The shares have made a bit of ground this week, having been on the decline since late May, but nevertheless are 20% down from their 52-week high, putting the company on a bargain basement price-to-earnings (P/E) ratio of 8.3.
In addition to its earnings power, the Black Horse is the UK’s strongest big bank and among the strongest in Europe, with a common equity tier 1 (CET1) ratio of 13%. Last year’s stress test by the Prudential Regulation Authority — which assumed a 20% fall in house prices, a 30% crash in commercial property and unemployment peaking at over 9% — estimated Lloyds’ CET1 at 9.5% in the trough of the stress, well above the safety threshold of 4.5%.

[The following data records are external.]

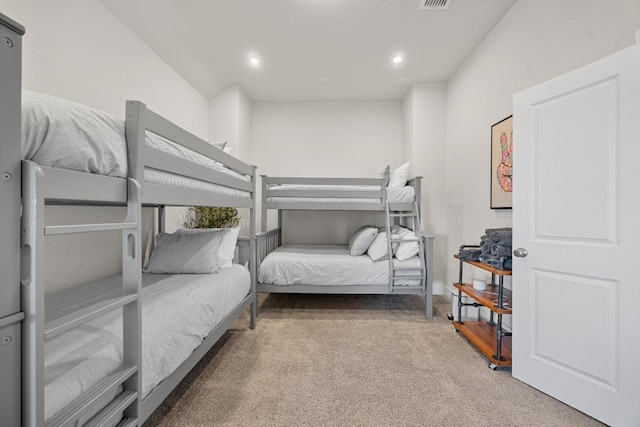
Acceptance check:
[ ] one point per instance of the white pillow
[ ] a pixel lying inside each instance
(407, 250)
(383, 172)
(379, 249)
(362, 239)
(227, 250)
(399, 176)
(185, 253)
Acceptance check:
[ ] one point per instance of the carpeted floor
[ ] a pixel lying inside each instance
(354, 361)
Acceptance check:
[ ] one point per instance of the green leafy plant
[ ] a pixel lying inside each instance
(212, 217)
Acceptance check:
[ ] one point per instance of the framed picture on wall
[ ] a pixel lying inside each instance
(502, 164)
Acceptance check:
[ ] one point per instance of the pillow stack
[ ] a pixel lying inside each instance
(399, 176)
(193, 251)
(362, 239)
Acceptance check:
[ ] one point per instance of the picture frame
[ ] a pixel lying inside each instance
(502, 164)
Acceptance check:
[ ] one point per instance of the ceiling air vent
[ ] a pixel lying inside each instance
(434, 4)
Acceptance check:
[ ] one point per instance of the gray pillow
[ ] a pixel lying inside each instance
(362, 239)
(186, 253)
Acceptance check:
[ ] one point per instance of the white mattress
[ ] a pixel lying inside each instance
(329, 265)
(62, 134)
(404, 194)
(178, 312)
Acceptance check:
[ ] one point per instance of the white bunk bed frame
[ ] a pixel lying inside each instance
(22, 321)
(268, 241)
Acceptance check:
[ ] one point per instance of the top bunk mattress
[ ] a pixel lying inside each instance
(329, 265)
(62, 134)
(178, 312)
(404, 194)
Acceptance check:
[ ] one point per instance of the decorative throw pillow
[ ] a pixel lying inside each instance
(362, 239)
(227, 246)
(399, 176)
(379, 249)
(185, 253)
(409, 249)
(383, 172)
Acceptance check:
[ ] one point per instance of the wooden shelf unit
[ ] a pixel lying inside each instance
(488, 337)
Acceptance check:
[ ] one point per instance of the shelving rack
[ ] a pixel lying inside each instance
(488, 337)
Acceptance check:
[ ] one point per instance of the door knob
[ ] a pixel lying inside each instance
(520, 252)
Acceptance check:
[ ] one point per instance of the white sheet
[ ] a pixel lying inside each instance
(329, 265)
(63, 134)
(178, 312)
(404, 194)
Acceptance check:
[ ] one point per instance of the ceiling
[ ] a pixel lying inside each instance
(311, 50)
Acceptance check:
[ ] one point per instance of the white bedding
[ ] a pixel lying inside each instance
(62, 134)
(329, 265)
(178, 312)
(404, 194)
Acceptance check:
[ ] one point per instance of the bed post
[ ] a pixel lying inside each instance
(10, 186)
(253, 256)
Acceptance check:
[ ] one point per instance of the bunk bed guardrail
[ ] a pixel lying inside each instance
(11, 315)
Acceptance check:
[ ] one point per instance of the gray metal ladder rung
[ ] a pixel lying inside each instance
(408, 287)
(405, 240)
(402, 215)
(113, 411)
(96, 393)
(53, 230)
(420, 277)
(70, 321)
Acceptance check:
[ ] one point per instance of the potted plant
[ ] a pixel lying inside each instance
(212, 217)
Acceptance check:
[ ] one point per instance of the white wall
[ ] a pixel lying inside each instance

That test — a pretty extreme scenario — assumed a suspension of Lloyds’ dividend. While I don’t see such a disaster round the corner, there could be bumps in the road that mean the dividend might not be quite as high as analyst forecasts of a 6.2% yield, rising to 7.2% next year.
Legal & General
Insurer Legal & General has a solid regulatory capital surplus and a strong business model, delivering annual earnings growth of around 10%. The shares haven’t been quite as badly hit by market jitters as Lloyds’, but are still down 17% from their 52-week high.
Legal & General now trades on a current-year forecast P/E of 11.3, falling to 10.3 for 2017. Combine these inexpensive earnings ratings with forecast dividend yields of 6.3% rising to 6.7%, and this is another strong financial business with an attractive valuation.
Schroders
Asset manager Schroders has a long history of prudent management, built on a robust balance sheet. The company culture has produced an excellent dividend record, even through the financial crisis.

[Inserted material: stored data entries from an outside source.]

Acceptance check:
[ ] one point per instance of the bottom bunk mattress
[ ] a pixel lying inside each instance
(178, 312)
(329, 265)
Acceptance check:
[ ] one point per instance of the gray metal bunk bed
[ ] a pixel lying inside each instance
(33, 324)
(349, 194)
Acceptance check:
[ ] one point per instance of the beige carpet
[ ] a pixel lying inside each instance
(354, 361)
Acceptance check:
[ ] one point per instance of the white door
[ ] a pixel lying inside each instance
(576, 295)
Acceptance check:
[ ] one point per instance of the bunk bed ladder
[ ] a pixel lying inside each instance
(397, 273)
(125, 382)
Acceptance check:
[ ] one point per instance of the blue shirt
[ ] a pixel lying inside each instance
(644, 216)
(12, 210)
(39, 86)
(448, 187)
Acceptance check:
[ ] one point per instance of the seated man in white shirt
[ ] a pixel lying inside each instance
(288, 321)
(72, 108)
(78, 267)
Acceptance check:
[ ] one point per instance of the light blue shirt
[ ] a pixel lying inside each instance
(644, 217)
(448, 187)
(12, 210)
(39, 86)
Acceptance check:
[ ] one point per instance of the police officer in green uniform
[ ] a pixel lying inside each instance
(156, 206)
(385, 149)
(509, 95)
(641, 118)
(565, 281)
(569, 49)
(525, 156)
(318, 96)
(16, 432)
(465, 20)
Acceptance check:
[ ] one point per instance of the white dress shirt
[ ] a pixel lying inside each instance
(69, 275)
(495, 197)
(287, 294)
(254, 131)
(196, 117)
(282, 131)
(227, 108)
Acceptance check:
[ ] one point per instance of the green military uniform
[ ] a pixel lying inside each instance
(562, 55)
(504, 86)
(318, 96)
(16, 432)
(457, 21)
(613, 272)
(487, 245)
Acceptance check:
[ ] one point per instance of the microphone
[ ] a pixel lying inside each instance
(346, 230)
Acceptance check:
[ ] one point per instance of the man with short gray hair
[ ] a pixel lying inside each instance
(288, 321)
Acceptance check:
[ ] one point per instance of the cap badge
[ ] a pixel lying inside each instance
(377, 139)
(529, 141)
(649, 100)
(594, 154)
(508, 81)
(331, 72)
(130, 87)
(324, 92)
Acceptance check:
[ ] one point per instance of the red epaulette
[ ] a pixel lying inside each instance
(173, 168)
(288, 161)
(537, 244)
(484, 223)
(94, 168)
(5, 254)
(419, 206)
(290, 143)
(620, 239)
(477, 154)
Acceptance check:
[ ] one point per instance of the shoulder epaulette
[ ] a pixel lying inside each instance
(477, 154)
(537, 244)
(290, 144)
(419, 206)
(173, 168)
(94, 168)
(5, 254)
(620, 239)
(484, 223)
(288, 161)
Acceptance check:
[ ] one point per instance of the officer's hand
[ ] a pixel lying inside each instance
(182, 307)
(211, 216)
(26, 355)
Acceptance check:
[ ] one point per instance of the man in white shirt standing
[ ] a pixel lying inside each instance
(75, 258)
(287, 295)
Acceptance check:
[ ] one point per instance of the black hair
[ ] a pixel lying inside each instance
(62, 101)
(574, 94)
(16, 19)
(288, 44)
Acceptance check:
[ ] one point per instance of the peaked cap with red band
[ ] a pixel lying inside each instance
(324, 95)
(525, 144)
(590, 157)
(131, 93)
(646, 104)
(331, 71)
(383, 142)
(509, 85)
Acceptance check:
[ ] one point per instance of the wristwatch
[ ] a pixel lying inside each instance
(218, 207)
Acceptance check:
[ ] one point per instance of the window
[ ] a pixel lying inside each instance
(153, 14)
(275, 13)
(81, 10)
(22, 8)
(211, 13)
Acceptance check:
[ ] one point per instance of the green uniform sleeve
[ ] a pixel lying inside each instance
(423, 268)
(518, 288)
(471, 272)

The shares are down 22% from their 52-week high and trade on a P/E of 14.7 with a dividend yield of 3.3%. However, if you buy the company’s non-voting shares (ticker SDRC), which trade at a discount to the voting shares, the P/E falls to 11.1 and the yield rises to 4.4%.
Referendum
It’s widely expected that the stock market will fall on a Leave vote and rally on a Remain vote. A poll of polls in the Telegraph today has the vote split 50:50. However, the weight of money with bookmakers and betting exchanges is strongly suggesting a Remain result. As I write, the odds on Remain are around 3/10 and on Leave 3/1.
I prefer money as a predictor to opinion polls (history’s on my side), and I reckon strong businesses, such as Lloyds, L&G and Schroders, are well-worth buying today. Keeping some cash in reserve, or a bit of hedging with the bookies on Leave at 3/1, could mitigate against the vote going Brexit’s way.